Review: Claws and Contrivances

Claws and Contrivances Claws and Contrivances by Stephanie Burgis
My rating: 4 of 5 stars

I enjoyed the first in this series, featuring the sister of this one's heroine, and this book is equally fun. It does stretch plausibility to the utmost in order that certain revelations can come at dramatic moments; the hero doesn't realise for 75% of the book that the heroine is the person he has a letter for (from her sister, updating her on the events of Book 1), because he gets her surname wrong and she never quite finishes correcting him in the course of their hectic conversations in the middle of various crises, and even when he does figure it out, he doesn't actually give her the letter until the 92% mark, because he doesn't want to distract her from her plans to foil the villain. There are always reasons for these unlikely delays and miscommunications - it's not just "so the plot can happen" - but it did strain my suspension of disbelief almost to the breaking point. It makes for a fun plot, though, and I forgive it.

Apart from one "into" that should be "in to" (yes, it matters), I spotted no mechanical errors apart from the fact that, by my count, there should be 26 fewer commas than there are - mostly between adjectives, because hardly anyone knows the coordinate comma rule. This doesn't quite count as "well edited" by my standards, but it's close. The Regency setting, as in the first book, feels more authentic than most Regency romances (despite the presence of small dragons with magic powers); it's not just 21st-century people shoved into crinolines. But, again as with the first book, the form the hero's admiration takes for the heroine - listening to her seriously and respecting her abilities - is modern, while also feeling like it fits into the time period. By the way, that's also a much healthier standard of interaction between hero and heroine than you'll find in the average Regency romance (or, probably, the average romance of any period, including contemporary; I mostly restrict my romance reads to Regency, fantasy, or, as in this case, both, so I can't say this for sure, but that's the impression I've gained).

The plot is a delight, lurching from one crisis to another, mostly caused by the characters being who they are: the heroine is principled and devoted to looking after others ahead of herself, the hero principled and absent-minded, the heroine's cousins include an airhead dramatic fan of Gothic romance and a bluff and confident and basically out lesbian (inasmuch as you could be an out lesbian in the early 19th century), and the villain is an avaricious and manipulative rake.
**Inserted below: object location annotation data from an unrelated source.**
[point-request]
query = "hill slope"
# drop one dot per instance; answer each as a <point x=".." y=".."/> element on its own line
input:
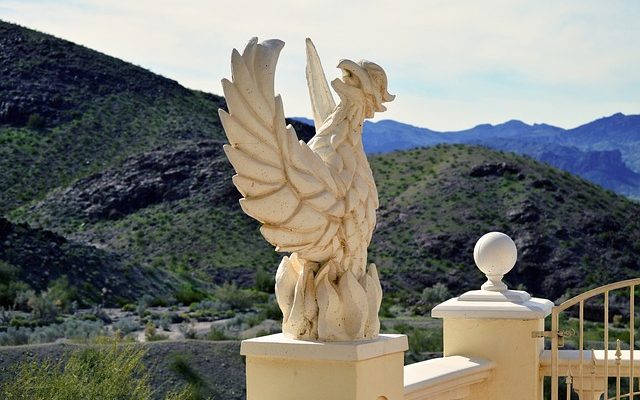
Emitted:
<point x="135" y="170"/>
<point x="604" y="151"/>
<point x="435" y="203"/>
<point x="66" y="111"/>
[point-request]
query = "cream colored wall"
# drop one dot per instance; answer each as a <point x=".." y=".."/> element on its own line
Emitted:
<point x="295" y="379"/>
<point x="509" y="344"/>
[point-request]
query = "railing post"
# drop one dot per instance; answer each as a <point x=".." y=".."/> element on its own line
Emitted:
<point x="498" y="324"/>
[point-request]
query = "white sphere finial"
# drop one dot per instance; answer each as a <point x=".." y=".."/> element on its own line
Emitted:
<point x="495" y="254"/>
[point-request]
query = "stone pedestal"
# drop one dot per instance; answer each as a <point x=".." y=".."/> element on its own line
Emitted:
<point x="498" y="324"/>
<point x="501" y="332"/>
<point x="285" y="369"/>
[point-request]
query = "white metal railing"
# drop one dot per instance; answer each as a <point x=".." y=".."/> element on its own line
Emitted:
<point x="588" y="371"/>
<point x="445" y="378"/>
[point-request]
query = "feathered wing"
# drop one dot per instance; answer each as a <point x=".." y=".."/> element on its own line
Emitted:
<point x="322" y="101"/>
<point x="284" y="184"/>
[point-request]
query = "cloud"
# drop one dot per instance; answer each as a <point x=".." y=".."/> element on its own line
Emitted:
<point x="453" y="64"/>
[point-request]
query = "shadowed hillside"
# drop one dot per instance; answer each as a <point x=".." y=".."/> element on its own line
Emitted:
<point x="128" y="165"/>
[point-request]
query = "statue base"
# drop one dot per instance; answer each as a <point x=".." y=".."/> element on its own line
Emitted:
<point x="279" y="368"/>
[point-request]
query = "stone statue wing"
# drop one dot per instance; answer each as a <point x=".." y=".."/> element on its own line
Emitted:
<point x="322" y="101"/>
<point x="285" y="185"/>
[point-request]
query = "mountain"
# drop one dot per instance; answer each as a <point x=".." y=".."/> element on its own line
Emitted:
<point x="133" y="177"/>
<point x="69" y="116"/>
<point x="605" y="151"/>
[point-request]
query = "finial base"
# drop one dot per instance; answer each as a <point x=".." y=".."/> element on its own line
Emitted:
<point x="513" y="296"/>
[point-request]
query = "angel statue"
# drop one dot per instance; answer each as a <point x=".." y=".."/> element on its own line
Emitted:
<point x="316" y="201"/>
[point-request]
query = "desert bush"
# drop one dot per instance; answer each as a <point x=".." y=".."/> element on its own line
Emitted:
<point x="436" y="294"/>
<point x="43" y="307"/>
<point x="188" y="330"/>
<point x="188" y="294"/>
<point x="197" y="387"/>
<point x="238" y="299"/>
<point x="35" y="121"/>
<point x="61" y="293"/>
<point x="126" y="325"/>
<point x="14" y="336"/>
<point x="164" y="322"/>
<point x="265" y="281"/>
<point x="73" y="329"/>
<point x="106" y="372"/>
<point x="10" y="286"/>
<point x="216" y="333"/>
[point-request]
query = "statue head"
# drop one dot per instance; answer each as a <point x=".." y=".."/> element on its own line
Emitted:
<point x="371" y="79"/>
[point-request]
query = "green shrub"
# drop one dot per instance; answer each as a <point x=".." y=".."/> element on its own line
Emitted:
<point x="239" y="299"/>
<point x="73" y="329"/>
<point x="217" y="334"/>
<point x="126" y="325"/>
<point x="108" y="372"/>
<point x="44" y="307"/>
<point x="265" y="281"/>
<point x="436" y="294"/>
<point x="61" y="293"/>
<point x="187" y="294"/>
<point x="197" y="387"/>
<point x="35" y="121"/>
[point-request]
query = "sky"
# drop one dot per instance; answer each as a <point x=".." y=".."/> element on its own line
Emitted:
<point x="452" y="64"/>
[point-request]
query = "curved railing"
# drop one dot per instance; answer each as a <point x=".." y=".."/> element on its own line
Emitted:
<point x="599" y="370"/>
<point x="450" y="377"/>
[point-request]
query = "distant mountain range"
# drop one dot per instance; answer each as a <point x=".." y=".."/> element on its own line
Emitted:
<point x="113" y="181"/>
<point x="605" y="151"/>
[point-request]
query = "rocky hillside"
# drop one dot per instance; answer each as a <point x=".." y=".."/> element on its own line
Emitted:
<point x="605" y="151"/>
<point x="129" y="180"/>
<point x="67" y="111"/>
<point x="435" y="203"/>
<point x="35" y="258"/>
The dragons are cute, the resolution is satisfying, and I look forward to the third book.

I'm confident that there will be a third book, because there's a third sister, the earnest but dreamy mathematician Harry. I thought when I finished the first book that she would be paired with the hero of this book, the earnest but dreamy dragon expert Mr Aubrey, but I now see that the author is smarter than I am; that would have been too much dreaminess all in one place. The hero of the first book has a handsome brother, who I initially thought would end up with the heroine of this book, so... we shall see.